E.T. belongs to the Reagan era as surely as the genuinely distinguished works of the period (the films of Martin Scorsese and Michael Cimino, or even of a minor figure like Brian De Palma) do not. It is an era profoundly inimical to serious art, especially within the field of popular culture. "Serious art" is, by definition, challenging and progressive; what is wanted now—after the upheavals of the 1970s, the era of Vietnam and Watergate, the era when every American institution was called into question and radical movements suddenly flourished—is reassurance, the restoration of the symbolic Father, preferably in a form that allows one simultaneously to believe and disbelieve.
The premise of E.T. is essentially the appearance of the "Other" within the bourgeois home. Roland Barthes suggests in Mythologies that bourgeois ideology has two ways of coping with Otherness: it either denies it, and if possible exterminates it, or converts it into a replica of itself. American civilization was founded upon the denial/extermination of the Other (in form of the Indians); during the 1970s the Other erupted in numerous forms—women, blacks, gays— demanding recognition. Now, in the Reagan era, Spielberg presents the Other in the shape of a lovable, totally innocuous little extraterrestrial, who just wants to go home (to his own nuclear family?). The treatment of E.T. himself is shamelessly opportunistic for he becomes whatever is convenient to the development of the narrative from scene to scene: mental defective, higher intelligence, child figure, father figure.
The film is extremely sexist. Spielberg seems unable to conceive of women as anything but wives and, in particular, mothers. Apart from almost dying, the worst thing that happens to E.T. is being dressed in female clothes, an event which is shown to deprive him of his dignity. At the end of the film, as all-purpose friend, Christ figure and patriarch, he lays his finger on Elliott's head to transmit to him his power and knowledge, but tells the boy's younger sister to "be good." (I have not yet found a woman who likes the film: the fantasy about childhood that it enacts is heavily male-oriented.)

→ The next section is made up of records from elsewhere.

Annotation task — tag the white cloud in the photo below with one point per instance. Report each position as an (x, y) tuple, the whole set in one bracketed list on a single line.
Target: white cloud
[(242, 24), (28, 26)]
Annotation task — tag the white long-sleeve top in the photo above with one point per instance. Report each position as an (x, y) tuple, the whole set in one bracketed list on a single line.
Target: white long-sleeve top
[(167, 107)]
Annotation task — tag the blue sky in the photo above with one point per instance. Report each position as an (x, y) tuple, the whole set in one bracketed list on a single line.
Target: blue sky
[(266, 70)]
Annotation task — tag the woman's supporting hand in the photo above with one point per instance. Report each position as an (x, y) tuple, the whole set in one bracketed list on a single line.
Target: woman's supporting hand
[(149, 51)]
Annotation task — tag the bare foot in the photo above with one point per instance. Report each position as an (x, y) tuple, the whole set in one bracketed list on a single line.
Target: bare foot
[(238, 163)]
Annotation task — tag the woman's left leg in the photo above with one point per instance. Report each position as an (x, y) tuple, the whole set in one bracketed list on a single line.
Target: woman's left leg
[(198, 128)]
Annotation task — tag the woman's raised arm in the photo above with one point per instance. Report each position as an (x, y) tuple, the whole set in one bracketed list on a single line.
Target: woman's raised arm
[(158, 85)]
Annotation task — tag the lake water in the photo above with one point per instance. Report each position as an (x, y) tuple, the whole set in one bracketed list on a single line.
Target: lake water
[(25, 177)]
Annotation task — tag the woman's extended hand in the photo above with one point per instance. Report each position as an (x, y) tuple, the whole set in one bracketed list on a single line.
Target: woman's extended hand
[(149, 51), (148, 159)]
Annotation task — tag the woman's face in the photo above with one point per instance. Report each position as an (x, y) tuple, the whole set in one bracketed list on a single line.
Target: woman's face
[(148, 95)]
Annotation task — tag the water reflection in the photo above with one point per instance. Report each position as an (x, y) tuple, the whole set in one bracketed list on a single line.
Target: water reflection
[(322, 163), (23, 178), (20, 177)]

Crucially, the cultural phenomenon presented in E.T. signifies a choice made by the critical establishment, the public, and the Academy of Motion Picture Arts and Sciences, who nominated it for many Academy Awards even though they ultimately found in Gandhi an even more respectable and archetypal liberal/bourgeois recipient of honors. One must compare E.T. with the commercial/critical failure of the infinitely more interesting Blade Runner (released the same week) and its troubling and complex presentation of the Other. The most pertinent comparison remains, however, with the two It's Alive films of Larry Cohen, which provide numerous suggestive parallels. Critically despised, they lack E.T. 's aura of expensiveness, an essential component of reassurance within the context of capitalism's decline.